運命のレシピ – 第4話

 試作ノートのページが足りなくなるほど書き込みが増えた。縁には飛び散ったピュレの点が乾き、藍いちごの紫がかすかな染みを作る。そこへタケルが万年筆で走り書きをした。

 《スイートスポット:ムース 12℃、ジュレ 8℃》

 「この温度差で口の中に入れると、ムースが先に溶け、少し遅れてジュレの酸味がはじける。歯より舌が先に驚く構成さ」

 リナはペンを借り、《甘さの残像を引っ張る余韻が鍵》と書き足した。丸みを帯びた彼女の文字と、直線的なタケルの文字が重なり、ページはレシピであり、ふたりの会話文でもあった。

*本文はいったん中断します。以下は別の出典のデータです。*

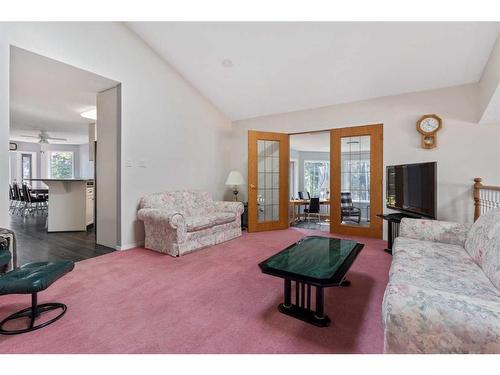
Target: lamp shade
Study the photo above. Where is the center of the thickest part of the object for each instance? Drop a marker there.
(235, 178)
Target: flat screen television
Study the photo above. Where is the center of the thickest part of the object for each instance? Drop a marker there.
(411, 188)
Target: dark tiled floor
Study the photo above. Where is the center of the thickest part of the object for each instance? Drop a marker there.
(35, 244)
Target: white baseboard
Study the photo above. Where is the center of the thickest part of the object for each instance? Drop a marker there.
(130, 246)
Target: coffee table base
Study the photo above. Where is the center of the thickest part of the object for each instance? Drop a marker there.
(302, 309)
(305, 315)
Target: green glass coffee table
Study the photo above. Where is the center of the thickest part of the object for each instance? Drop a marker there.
(313, 261)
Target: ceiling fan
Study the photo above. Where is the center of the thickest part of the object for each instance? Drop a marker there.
(44, 137)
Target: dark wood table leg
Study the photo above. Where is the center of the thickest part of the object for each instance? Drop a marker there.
(288, 293)
(320, 304)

 皿に盛る段になり、タケルがリム幅の広い白磁を選ぶ。中心に白いムースを絞り、まわりを藍いちごの星屑で囲むと、深夜の月と夜空のような配置が浮かび上がる。

 スプーンでひと口すくい、タケルは眉をわずかに上げた。「……甘さが、重力を失ったみたいに軽い」

 リナも続く。舌の上でムースが溶け、波のように甘みが伸びたあと、ジュレがはじけ酸味が跳ね返る。その一瞬の静けさと高揚に、二人は同時に目を見開いた。

 「これだね」タケルが言う。

 「はい、完成です」リナは微笑む。

 気づけば午前三時。試作室の窓から見える東京の夜景は、遠くの星座のように瞬き、しかし手を伸ばせば掴めそうにも思えた。

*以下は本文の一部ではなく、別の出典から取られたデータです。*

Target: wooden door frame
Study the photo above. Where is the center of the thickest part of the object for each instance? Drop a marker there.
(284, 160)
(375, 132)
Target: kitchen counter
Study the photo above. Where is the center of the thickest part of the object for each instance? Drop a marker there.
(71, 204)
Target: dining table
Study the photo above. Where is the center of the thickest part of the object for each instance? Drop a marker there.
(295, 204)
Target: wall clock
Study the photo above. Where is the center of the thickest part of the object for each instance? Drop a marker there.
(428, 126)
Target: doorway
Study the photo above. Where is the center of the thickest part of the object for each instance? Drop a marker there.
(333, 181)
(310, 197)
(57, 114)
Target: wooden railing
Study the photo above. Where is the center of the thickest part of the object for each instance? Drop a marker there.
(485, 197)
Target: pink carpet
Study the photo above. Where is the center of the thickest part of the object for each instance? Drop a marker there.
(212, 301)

 「明日のサービス後、試食会を開こう。スタッフにも食べてもらう。――君の名前で」

 タケルの言葉に、リナの心臓が跳ねる。ここで認められることは、自分の味覚がこの街で生きていく第一歩。

 「責任、重いですね」

 「でも楽しみだろ?」

 穏やかな笑いが混じる声に、リナも笑い返す。冷え始めた空気に、互いの吐息が白く混ざり合う。それは揺らめく炎のようで、共に書き始めた試作ノートの先を、鮮やかに照らし出していた。